From the Stichting Epilepsie Instellingen Nederland (SEIN) (M.v.d.L., J.W.S., R.D.T.), Heemstede; Leiden University Medical Center (LUMC) (M.v.d.L., R.D.T.), Netherlands; GH Sergievsky Center and Department of Epidemiology (D.C.H.), Columbia University, New York, NY; NIHR University College London Hospitals Biomedical Research Centre (J.W.S., R.D.T.), UCL Institute of Neurology, Queen Square, London, and Chalfont Centre for Epilepsy, Chalfont St Peter, UK.
Neurology. 2018 Oct 16;91(16):e1508-e1518. doi: 10.1212/WNL.0000000000006356. Epub 2018 Sep 21.
To estimate the incidence of sudden unexpected death in epilepsy (SUDEP) in people with intellectual disabilities in residential care settings and to ascertain the effects of nocturnal seizures and nocturnal supervision on SUDEP risk.
We conducted a nested case-control study reviewing records of all people who died at 2 residential care settings over 25 years. Four controls per case were selected from the same population, matched on age (±5 years) and residential unit. Nocturnal supervision was graded in 3 categories: (1) no supervision; (2) a listening device or a roommate or physical checks at least every 15 minutes; and (3) 2 of the following: a listening device, roommate, additional device (bed motion sensor/video monitoring), or physical checks every 15 minutes. Outcome measures were compared using Mann-Whitney tests and Fisher exact tests.
We identified 60 SUDEP cases and 198 matched controls. People who died of SUDEP were more likely to have nocturnal convulsive seizures in general (77% of cases vs 33% of controls, < 0.001) and a higher frequency of nocturnal convulsive seizures. Total SUDEP incidence was 3.53/1,000 patient-years (95% confidence interval [CI] 2.73-4.53). The incidence differed among centers: 2.21/1,000 patient-years (95% CI 1.49-3.27) vs 6.12/1,000 patient-years (95% CI 4.40-8.52). There was no significant difference in nocturnal supervision among cases and controls, but there was a difference among centers: the center with a lowest grade of supervision had the highest incidence of SUDEP.

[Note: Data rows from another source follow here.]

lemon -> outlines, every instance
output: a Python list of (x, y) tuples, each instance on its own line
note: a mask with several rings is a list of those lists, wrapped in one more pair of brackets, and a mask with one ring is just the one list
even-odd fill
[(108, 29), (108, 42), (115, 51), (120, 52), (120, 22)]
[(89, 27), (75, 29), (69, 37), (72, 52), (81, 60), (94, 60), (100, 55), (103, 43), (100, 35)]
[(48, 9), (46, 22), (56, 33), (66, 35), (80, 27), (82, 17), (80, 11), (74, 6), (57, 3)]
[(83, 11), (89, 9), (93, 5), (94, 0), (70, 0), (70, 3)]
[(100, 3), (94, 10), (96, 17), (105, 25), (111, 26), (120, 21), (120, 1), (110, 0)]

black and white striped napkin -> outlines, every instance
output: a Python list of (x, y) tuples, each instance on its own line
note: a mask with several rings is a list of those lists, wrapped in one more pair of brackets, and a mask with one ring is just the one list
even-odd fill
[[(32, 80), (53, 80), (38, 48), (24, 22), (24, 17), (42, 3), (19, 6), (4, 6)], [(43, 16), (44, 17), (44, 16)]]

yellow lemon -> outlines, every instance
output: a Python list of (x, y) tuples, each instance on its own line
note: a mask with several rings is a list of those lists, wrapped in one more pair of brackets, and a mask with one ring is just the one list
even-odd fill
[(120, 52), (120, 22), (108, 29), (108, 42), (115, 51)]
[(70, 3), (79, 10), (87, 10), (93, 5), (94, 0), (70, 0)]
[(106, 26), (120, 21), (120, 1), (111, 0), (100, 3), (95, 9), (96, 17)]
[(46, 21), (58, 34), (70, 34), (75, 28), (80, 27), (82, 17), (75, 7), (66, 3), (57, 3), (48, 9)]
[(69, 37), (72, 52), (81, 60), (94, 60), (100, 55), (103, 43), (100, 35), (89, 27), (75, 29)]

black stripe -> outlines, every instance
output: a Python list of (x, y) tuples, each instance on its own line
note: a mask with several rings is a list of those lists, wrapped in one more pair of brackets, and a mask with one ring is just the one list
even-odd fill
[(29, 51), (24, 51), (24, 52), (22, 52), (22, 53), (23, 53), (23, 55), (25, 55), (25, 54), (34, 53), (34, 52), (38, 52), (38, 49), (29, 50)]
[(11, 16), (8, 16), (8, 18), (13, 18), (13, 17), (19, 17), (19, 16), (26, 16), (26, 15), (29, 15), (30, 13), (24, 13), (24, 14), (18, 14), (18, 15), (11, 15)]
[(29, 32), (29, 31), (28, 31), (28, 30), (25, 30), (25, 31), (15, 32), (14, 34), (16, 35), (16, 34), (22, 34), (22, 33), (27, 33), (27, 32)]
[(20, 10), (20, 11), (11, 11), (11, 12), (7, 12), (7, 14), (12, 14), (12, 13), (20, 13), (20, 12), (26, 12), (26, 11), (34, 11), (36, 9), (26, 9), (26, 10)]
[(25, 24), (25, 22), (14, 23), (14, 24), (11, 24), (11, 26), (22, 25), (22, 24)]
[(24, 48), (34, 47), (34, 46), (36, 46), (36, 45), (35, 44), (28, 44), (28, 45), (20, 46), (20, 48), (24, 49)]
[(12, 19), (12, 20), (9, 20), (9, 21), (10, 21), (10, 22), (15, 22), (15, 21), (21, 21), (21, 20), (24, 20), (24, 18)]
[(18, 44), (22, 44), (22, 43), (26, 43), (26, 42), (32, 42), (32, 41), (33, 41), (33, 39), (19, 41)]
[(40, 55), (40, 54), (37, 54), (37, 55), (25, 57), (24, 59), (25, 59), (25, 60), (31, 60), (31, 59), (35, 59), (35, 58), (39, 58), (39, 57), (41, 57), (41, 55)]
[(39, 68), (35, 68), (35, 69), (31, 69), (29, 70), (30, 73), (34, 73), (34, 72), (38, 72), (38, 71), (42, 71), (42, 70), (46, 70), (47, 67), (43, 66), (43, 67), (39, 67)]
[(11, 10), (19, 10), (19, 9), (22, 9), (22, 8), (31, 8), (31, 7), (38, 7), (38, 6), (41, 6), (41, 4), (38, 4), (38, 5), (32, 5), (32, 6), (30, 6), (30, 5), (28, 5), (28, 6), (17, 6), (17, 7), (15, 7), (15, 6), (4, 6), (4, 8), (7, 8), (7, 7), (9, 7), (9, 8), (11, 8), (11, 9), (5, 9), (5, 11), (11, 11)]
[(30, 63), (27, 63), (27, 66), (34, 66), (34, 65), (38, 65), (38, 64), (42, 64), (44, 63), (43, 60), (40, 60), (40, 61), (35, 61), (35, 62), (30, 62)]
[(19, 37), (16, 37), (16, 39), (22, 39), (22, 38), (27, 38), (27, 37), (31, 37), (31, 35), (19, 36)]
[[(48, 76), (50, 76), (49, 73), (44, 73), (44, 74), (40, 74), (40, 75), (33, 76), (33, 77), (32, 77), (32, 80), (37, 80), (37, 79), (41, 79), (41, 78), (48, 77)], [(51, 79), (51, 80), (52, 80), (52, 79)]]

Having nocturnal seizures, in particular convulsions, may increase SUDEP risk. Different levels of nocturnal supervision may account for some of the difference in incidence.
评估居住在护理环境中的智力障碍人群中癫痫猝死(SUDEP)的发生率,并确定夜间发作和夜间监护对 SUDEP 风险的影响。
我们进行了一项嵌套病例对照研究,回顾了 25 年来在 2 个居住护理机构死亡的所有人的记录。每个病例选择 4 个对照,按照年龄(±5 岁)和居住单元匹配。夜间监护分为 3 个等级:(1)无监护;(2)使用监听设备或室友,或每 15 分钟进行一次身体检查;(3)以下 2 种情况中的 1 种:使用监听设备、室友、附加设备(床运动传感器/视频监控),或每 15 分钟进行一次身体检查。使用 Mann-Whitney U 检验和 Fisher 确切检验比较结果。
我们确定了 60 例 SUDEP 病例和 198 例匹配对照。死于 SUDEP 的人更有可能发生夜间惊厥性发作(77%的病例 vs 33%的对照,<0.001)和更高频率的夜间惊厥性发作。总 SUDEP 发生率为 3.53/1000 患者年(95%置信区间[CI] 2.73-4.53)。发生率在中心之间有所不同:2.21/1000 患者年(95%CI 1.49-3.27)vs 6.12/1000 患者年(95%CI 4.40-8.52)。病例和对照之间的夜间监护没有显著差异,但中心之间存在差异:夜间监护程度最低的中心 SUDEP 发生率最高。
夜间发作,特别是惊厥,可能会增加 SUDEP 的风险。夜间监护的不同水平可能是发病率差异的部分原因。